Echter, blijkt dit voor de meeste respondenten geen reden om ontevreden te zijn over de hele buurt.

De tevredenheid over de functionele kenmerken van de buurt en de medebewoners weten dit te compenseren. De centrale ligging van de buurt binnen Amsterdam en de frequentie waarmee de Buiksloterwegveer vaart worden als belangrijke pluspunten gezien. Een verklaring voor het feit dat de centrale ligging duidelijk naar voren komt kan worden gezocht in de manier van verplaatsen van bewoners. De meerderheid van de bewoners geeft aan met de fiets of met het openbaar vervoer te reizen, wat kan worden verwacht in een buurt waar veel studenten en mensen met een laag inkomen wonen. Op het moment dat men is aangewezen op het openbaar vervoer en de fiets speelt de centrale ligging van de buurt eerder een rol in de woontevredenheid, dan wanneer er voorna-melijk gebruik wordt gemaakt van de auto.

Tot slot komt uit de resultaten naar voren dat de bewoners in de Van der Pekbuurt hun buurt als een volksbuurt zien, maar dat bewoners wel op zichzelf zijn en het contact met buurtbewoners niet snel opzoeken. In de theorie wordt aangegeven dat de tevredenheid over de sociale woonomgevingsken-merken afhangt van de mate waarmee men zich kan identificeren met buurtgenoten. De resultaten van dit onderzoek tonen niet aan dat dit het geval is in de Van der Pekbuurt.
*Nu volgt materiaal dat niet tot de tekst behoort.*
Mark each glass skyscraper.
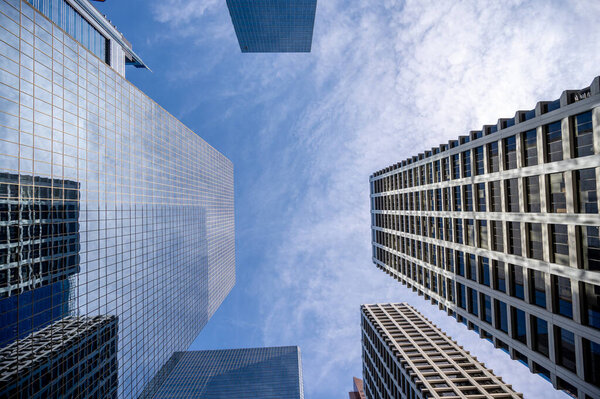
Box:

Desondanks zijn bewoners wel tevreden. Dit kan worden verklaard doordat de bevolkingssamenstelling door de tijdelijke contracten sterk is veranderd in de afgelopen zeven jaar. Oudere bewoners hebben veel buren zien verhuizen en de nieuwe bewoners weten dat de woning tijdelijk is en zullen minder snel investeren in een relatie met buurtbewoners.

7.1.3. De woontevredenheid met betrekking tot de persoonlijke kenmerken:

Uit de resultaten is naar voren gekomen dat de persoonlijke kenmerken een rol spelen in de woontevredenheid. De vier belangrijkste persoonlijke kenmerken volgens Lu: gezinssamenstelling, woonduur, leeftijd en inkomen, laten allen variatie in de woontevredenheid zien.

De alleenwonende bewoners lijken het meest tevreden, maar tonen zich tevens het meest neutraal als wordt gekeken naar de tevredenheid over het onderhoud van de buurt. Dit lijkt in overeenstemming met de theorie dat alleenwonenden minder affectie tonen met de buurt en hierdoor minder snel ontevreden zullen zijn over een buurt waar het onderhoud achterstallig is. Het minst tevreden zijn de bewoners met kind(eren) wat kan worden verklaard door het feit dat, met name de benedenwoningen een gering oppervlak hebben en eigenlijk te klein zijn als gezinswoning.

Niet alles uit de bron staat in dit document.